We have been skiing the Ryanair way, and once I managed to do it for all four of us with hand luggage only. Each person needs as a minimum:
- Hiking type jacket, not too hot, snow skirt at the bottom is useful, removable warm liner is useful. Wear this onto the plane as your main coat. You can use it for walks afterwards. Aldi were selling these for £30 just before Xmas.
- Padded salopettes or special ski pants.
- Thermal leggings and top.
- Two wicking t-shirts, preferably long sleeved.
- Quick dry warm top with a zip up neck (normal sweater with separate ski snood will do for little people)
- 2 pairs gloves.
- 2 pairs good socks.
- Fleece beanie hat.
Put number 2-8 in a vacuum bag - you can get these for £1 from Poundland, the type you squash to get the air out. These items will only take up about 1/3 of your case after that.
Also pack a pair of trousers, a paid of indoor shoes, a couple of light tops and a light sweater for evenings.
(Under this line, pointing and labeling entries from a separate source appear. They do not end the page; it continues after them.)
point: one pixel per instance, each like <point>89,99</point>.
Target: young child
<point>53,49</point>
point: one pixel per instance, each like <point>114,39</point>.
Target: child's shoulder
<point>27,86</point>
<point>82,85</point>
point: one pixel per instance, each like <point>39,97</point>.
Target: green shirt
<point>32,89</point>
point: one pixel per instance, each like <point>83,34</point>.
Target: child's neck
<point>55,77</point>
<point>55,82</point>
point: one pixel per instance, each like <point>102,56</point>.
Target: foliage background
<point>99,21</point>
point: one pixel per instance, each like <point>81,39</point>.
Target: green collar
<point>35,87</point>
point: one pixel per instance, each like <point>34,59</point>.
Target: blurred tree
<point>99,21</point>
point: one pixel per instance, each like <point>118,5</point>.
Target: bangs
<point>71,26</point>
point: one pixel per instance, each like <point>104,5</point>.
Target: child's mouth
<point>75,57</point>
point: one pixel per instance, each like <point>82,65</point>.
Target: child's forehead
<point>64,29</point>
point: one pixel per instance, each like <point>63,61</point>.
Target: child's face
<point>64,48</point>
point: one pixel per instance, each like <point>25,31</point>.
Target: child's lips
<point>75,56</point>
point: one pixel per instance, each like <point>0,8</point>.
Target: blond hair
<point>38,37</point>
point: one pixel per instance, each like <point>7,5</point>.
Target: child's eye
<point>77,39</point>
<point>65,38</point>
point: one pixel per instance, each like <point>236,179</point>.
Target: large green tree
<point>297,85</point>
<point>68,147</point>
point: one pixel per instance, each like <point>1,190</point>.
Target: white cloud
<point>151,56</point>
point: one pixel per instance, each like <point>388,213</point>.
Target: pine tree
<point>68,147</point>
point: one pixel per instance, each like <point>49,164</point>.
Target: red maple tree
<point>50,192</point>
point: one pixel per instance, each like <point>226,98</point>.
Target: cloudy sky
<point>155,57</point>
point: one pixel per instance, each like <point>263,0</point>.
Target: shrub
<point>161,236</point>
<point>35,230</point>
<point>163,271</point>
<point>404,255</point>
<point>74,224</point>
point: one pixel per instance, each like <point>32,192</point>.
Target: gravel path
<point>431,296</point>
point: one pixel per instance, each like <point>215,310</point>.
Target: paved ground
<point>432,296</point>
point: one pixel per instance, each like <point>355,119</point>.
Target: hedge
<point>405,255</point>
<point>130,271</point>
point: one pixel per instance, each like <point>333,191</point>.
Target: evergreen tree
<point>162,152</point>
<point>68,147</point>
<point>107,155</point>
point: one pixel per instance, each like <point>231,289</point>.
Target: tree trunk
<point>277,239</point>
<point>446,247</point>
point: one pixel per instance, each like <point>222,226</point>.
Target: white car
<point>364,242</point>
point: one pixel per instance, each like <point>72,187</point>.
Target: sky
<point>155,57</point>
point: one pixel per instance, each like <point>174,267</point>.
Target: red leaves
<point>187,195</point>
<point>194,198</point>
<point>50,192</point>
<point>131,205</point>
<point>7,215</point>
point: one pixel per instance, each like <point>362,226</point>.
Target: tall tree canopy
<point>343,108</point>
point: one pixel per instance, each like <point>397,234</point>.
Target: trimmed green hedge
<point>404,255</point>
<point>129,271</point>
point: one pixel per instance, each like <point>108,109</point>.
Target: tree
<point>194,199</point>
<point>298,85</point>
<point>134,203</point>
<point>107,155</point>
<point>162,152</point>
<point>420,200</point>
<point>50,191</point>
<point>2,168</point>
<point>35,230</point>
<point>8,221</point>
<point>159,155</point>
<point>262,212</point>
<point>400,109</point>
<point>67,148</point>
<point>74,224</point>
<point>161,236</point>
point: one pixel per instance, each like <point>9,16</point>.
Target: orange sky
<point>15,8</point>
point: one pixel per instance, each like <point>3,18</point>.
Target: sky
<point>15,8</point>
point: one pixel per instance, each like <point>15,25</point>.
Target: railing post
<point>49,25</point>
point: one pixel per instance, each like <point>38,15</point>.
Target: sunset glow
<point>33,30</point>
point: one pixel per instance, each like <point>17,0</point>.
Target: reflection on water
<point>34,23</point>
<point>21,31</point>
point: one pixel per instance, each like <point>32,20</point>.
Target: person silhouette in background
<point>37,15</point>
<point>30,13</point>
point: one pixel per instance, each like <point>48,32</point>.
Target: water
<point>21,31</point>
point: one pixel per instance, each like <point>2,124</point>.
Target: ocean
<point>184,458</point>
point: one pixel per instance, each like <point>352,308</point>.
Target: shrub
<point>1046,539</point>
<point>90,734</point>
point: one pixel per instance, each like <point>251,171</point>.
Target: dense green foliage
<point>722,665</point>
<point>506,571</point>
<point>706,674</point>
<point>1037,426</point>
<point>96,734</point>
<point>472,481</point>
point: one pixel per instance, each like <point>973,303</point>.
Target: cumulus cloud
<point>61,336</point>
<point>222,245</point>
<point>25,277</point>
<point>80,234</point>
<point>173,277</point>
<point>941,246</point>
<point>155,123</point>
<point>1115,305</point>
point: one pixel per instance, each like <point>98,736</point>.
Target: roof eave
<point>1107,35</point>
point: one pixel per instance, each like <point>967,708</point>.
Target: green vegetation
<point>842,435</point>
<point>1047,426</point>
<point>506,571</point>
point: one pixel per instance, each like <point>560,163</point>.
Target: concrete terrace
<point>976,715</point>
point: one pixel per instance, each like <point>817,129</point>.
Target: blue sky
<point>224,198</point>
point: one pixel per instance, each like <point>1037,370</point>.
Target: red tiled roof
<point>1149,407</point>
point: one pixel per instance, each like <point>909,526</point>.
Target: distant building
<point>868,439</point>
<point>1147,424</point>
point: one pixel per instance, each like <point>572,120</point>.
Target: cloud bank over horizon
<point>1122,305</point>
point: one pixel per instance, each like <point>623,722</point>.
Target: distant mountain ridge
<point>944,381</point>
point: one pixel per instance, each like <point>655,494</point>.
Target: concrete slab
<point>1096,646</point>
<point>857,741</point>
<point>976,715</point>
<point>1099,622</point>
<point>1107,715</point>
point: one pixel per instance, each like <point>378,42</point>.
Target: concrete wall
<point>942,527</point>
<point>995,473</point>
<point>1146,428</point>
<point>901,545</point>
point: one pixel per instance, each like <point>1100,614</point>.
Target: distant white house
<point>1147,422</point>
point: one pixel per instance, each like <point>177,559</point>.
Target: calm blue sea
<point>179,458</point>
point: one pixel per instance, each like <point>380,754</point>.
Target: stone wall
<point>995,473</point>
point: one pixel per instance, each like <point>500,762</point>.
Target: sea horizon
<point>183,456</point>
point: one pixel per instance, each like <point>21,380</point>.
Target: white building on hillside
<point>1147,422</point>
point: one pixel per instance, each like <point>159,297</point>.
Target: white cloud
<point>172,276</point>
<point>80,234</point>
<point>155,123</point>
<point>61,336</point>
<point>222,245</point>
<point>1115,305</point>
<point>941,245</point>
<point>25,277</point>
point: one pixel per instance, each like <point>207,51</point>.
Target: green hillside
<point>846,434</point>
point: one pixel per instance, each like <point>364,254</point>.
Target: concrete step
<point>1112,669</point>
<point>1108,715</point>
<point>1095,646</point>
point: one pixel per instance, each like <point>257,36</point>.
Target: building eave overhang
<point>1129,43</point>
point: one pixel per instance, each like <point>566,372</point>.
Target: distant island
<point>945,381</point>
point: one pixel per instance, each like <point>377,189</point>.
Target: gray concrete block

Often it is very hot indoors with people using a lot more heating than we are used to. Also 3 sets of undies (with my packing system you will be washing these out in the sink with the hotel/chalet shampoo, and also some socks/t-shirts from time to time). Add a swimsuit in case there is a local pool or the weather goes funny and you don't want to ski, and pack a small toiletry bag which includes a small suncream/lip screen combination within the 100ml regulation size -sometimes this is cheap on Amazon but expensive in resort. Piz Buin do a good one for about £3 on Amazon.
To travel wear a pair of jeans, some snow boots or walking boots, a warm jumper and a light vest (cotton/silk mix is good). Scarf might be handy, as well as a pair of woollen gloves in your pockets.
This way you will have plenty to keep warm with, although you may find yourself skiing covered in sun cream in a t-shirt as I did at Christmas. And you can easily travel with a wheelie suitcase and your handbag.
Optional extras:
Nightwear, obv.
Cheap backpack for your bits and pieces while on the slope. I got one for a fiver from a ski shop.
Empty reusable water bottle, again useful to fill up for use on the slope. £3 from John Lewis.